J’avais élaboré une interview portrait de lui, en quinze chapitres, à paraître à FratMat Éditions. Il avait accepté le projet, mais il fallait que j’attende, attende… J’ai attendu en vain. Comme avec tant d’autres hautes autorités politiques de ce pays, du vieux parti notamment, qui refusent, pour quelles raisons, de témoigner pour l’histoire de notre pays.

La Fin

Le 7 novembre 2022, s’éteignait à Abidjan, Françoise Anne-Marie Akoto née Allaut. Elle fut mise en terre à Williamsville, le 22 novembre. Hospitalisé, Paul Akoto Yao ne put assister à ses obsèques. Un seul être vous manque… On peut dire qu’il a rejoint son épouse.

Lui au moins, il aura laissé pour l’histoire de notre pays, des écrits, non seulement sur la fonction qu’il a occupée, mais aussi sur le rôle qu’il a voulu jouer dans son pays, en tant que conscience libre, conscience éclairée. On relira donc: Cent ans d’histoire de l’enseignement en Côte d’Ivoire ; De l’école à la Nation (1980) ; L’envol des Tisserins (1986) ; L’escalier aux sept marches (1992)…

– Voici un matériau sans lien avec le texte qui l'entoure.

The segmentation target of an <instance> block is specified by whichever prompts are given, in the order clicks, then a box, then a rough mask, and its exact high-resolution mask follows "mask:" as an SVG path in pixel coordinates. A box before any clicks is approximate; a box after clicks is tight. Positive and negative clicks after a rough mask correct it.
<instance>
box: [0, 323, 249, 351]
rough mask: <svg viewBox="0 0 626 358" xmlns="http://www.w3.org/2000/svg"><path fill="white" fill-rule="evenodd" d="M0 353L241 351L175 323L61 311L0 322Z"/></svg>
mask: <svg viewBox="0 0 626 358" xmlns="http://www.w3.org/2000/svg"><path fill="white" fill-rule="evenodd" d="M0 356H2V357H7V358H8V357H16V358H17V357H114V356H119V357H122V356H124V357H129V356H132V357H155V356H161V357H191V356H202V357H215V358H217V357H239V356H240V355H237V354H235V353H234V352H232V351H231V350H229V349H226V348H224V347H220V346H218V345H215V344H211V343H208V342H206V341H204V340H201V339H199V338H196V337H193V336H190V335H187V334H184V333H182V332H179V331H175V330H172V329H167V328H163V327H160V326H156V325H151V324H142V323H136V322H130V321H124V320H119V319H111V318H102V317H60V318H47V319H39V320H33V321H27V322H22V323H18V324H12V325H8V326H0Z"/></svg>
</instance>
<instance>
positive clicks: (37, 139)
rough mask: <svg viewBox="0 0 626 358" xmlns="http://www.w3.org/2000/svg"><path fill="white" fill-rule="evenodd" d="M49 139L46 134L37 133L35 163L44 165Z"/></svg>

Il nous laisse ce message aussi, texte paru en 2013 dans Fraternité Matin pour la commémoration des 20 ans de décès de Félix Houphouët-Boigny : « Et voilà que depuis vingt ans, la colère et la malédiction du Pharaon se sont abattues sur la Côte d’Ivoire, comme le prix à payer à cette insoutenable ingratitude (envers Félix Houphouët-Boigny). Pauvres inconscients que nous sommes, nous autres Ivoiriens, jouisseurs écervelés, sans vision du lendemain et sans perspectives pensées pour un avenir riche de promesses heureuses. Nous n’avons jamais su tirer les leçons de notre histoire passée et présente pour espérer des lendemains rayonnants pour les générations futures. Et pourtant, ce ne sont pas les hommes et les intelligences qui nous manquent, et que nous préférons ignorer et abandonner par je ne sais quel réflexe suicidaire atavique. 20 ans après Houphouët-Boigny, nous découvrons enfin, pantois et alanguis, avec des bouddhistes, que la vie est souffrance, tant Houphouët nous avait habitués à la splendeur de la vie facile dans la paix vécue et entretenue ».